DIAL use cases
August 2, 2002
This document gives use cases for DIAL (Distributed Interactive
Analysis of Large datasets).
The DIAL home page is
A. Event data specification
A1. Dataset definition
User defines a dataset by specifying which events are included
(i.e. which event or beam crossing ID's) and which data are part
of each event. The data for any event does not depend on that in any
A2. Data version
The same type of data may be generated multiple times for a given
event as the code evolves. The user specification of which data
are included for each event includes this version.
A3. Dataset content.
A user processing data specifies that only a subset of the types of
data in any event will be required. The system is able to define a
dataset which includes only this subset and process only this
restricted dataset (to reduce the cost of data access) but report
back to the user that the full dataset has been processed.
A4. Dataset input
The user specifies a dataset as the input to any of the processing
options described below.
A5. Dataset persistence
Means are provided so that a user can record a dataset produced in
one process and use as the basis for analysis in a later job.
B. Event loop Processing
B1. Event selection
User provides code that it applied to each event independently
and returns whether the event is accepted or rejected. A new
dataset is created from the input dataset.
B2. Fill histogram
User defines a histogram and provides code to fill it for each event
indpendently. Histogram is filled and returned to the user to view
and manipulate in selected analysis tool, e.g. ROOT.
B3. Fill tuple
User defines a tuple (collection of named variables) and provides
code to add any number of entries to this tuple for each event
independently. The tuple is filled for each event and returned to the
user for examination in selected analysis tool.

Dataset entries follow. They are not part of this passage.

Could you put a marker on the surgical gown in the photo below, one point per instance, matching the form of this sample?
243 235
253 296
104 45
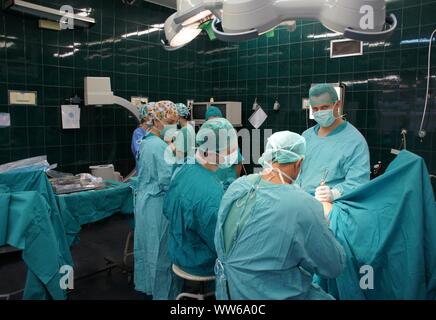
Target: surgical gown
191 206
228 175
341 158
137 137
282 242
153 273
185 140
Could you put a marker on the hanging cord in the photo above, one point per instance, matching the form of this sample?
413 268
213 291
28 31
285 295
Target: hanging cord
421 129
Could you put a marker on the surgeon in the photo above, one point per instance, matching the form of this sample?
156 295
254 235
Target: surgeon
141 131
194 196
184 143
271 236
152 272
227 175
337 157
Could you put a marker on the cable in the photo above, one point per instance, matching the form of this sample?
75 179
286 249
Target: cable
421 129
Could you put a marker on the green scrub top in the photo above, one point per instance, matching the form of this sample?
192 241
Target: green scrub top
238 212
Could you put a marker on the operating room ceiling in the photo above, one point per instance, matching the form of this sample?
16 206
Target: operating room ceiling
166 3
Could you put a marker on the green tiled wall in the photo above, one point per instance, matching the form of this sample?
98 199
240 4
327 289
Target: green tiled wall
45 61
385 87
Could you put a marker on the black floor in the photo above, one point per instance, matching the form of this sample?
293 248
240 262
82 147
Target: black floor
99 243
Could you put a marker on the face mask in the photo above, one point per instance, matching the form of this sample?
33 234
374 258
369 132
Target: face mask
229 160
325 118
281 174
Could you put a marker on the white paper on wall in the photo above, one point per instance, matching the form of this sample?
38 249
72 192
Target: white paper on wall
5 120
70 116
258 118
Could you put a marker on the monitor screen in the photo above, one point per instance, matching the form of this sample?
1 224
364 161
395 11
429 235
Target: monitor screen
199 111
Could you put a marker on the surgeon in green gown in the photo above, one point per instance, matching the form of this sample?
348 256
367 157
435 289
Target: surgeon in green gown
193 199
337 156
152 273
271 236
184 143
226 175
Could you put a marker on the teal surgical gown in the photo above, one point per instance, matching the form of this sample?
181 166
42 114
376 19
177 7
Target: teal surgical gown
185 140
228 176
342 158
191 206
278 245
388 225
152 271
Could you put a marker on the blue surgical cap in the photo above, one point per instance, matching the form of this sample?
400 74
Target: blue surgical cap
323 94
217 135
213 112
284 147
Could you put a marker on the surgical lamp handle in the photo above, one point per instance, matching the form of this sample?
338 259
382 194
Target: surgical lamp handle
213 7
391 20
233 37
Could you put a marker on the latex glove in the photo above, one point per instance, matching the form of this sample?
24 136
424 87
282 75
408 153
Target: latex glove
325 194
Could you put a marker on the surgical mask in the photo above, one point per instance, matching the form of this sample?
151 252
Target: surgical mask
229 160
325 118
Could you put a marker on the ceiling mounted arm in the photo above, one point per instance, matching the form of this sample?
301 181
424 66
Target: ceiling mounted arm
391 24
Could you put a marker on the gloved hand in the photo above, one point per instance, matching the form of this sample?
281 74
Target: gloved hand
325 194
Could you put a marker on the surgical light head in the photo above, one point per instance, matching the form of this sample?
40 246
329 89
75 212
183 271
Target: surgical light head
178 35
239 20
184 25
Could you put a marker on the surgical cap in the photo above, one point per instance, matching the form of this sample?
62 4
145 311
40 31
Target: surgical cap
216 135
144 110
213 112
284 147
322 94
163 110
182 110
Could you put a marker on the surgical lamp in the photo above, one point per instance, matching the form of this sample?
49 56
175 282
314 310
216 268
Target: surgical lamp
239 20
184 25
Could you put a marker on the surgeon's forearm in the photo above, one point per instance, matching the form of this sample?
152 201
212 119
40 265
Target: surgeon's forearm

C. Single event processing
User specifies an event (by ID) and all the data associated with that
event is returned. Or the returned data may be limited to a predefined
subset of the data in the event.
User specifies a view for an event and provides code to fill that
view from the event. The view is filled using that code on a spacified
event (by ID).
D. Distributed processing
D1. Remote processing
In any of the above, the data are located on a machine different
from that of the user. The user describes the job to be run on
tke local machine and the job is created and run on the remote
machine and the results are returned to the local machine.
D2. Parallel processing
As in the previous except the dataset is divided into multiple
datasets each with each contining a subset of the events in the
original dataset. Each dataset is processed in a separate process
(or thread) and the results are combined and returned to the user.
D3. Multi-node processing
As in the previous except the processing jobs are distributed over
multiple compute nodes.
D4. Multi-site processing
Same as the previous except the distribution is over different sites.
D5. GRID processing
Special case of the previous where job specification, submission and
authentication are all done in the GRID framework.